Entrepreneurs’ Relief is an attractive relief for payers of capital gains tax, when disposing of qualifying business assets, commonly shares in a trading company. Normally this is when the business has been sold or is coming to an end for some other reason, such as retirement. It brings a reduction in the rate of tax payable to 10%, as opposed to the usual rate of up to 28%.
In order to extract the shareholders’ cash, the company is first put into a solvent liquidation (a members’ voluntary liquidation). It makes sense to have paid of all the company’s debts beforehand, including any estimated final liability to HMRC, since interest on those debts will run from the date of commencement of the liquidation.

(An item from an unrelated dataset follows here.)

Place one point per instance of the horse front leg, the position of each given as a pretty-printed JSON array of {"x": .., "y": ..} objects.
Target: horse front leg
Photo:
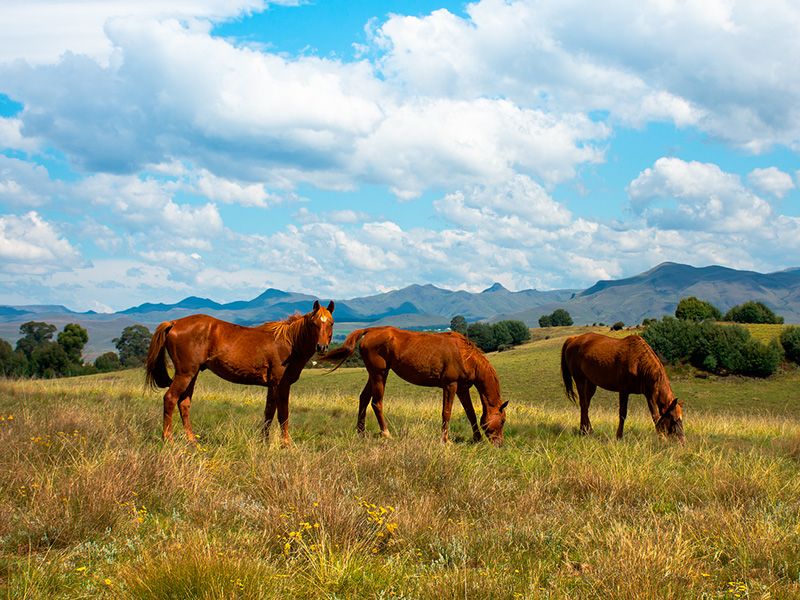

The Entrepreneurs’ Relief process requires the directors to prepare a statement of the company’s assets and any liabilities and swear a statement that the company will be able to meet its debts, including interest and the costs of the liquidation, within a maximum period of 12 months. This is known as a “declaration of solvency” and must be filed at Companies House.
The next step is for the shareholders to pass a resolution to place the company into liquidation, and appointing a qualified Insolvency Practitioner to act as the Liquidator. The Liquidator will place a formal notice in the London Gazette for any creditors to submit their claims to him, realise the assets and, after paying any remaining creditors and the costs of the liquidation, pass the money over to the shareholders.
There is no reason why there cannot be interim distributions to shareholders along the way, which not only means that the money gets into the hands of shareholders more quickly, but also enable the capital gain to be split over two or more years.
To qualify for Entrepreneurs’ Relief, the assets must be disposed of within three years of the cessation of trade (putting the company into liquidation constitutes a disposal for this purpose).
Originally the relief was for amounts up to £2m, increasing to £5m and, since April 2011, to £10m. However, in recent Budgets, Chancellors have chipped away at the relief to attack what they perceive to be abuses.
The current position is that, in order to claim the relief, the individual must:
Hold a minimum of 5% of both the ordinary share capital and voting rights and, from 29 October 2018, be beneficially entitled to at least 5% of the company’s distributable profits and of the assets available for distribution on a winding up; and
Have held the assets for a minimum of 12 months, or 24 months with effect from 6 April 2019.
The relief is lost if the shareholder becomes involved in a similar trade or activity within two years of the disposal.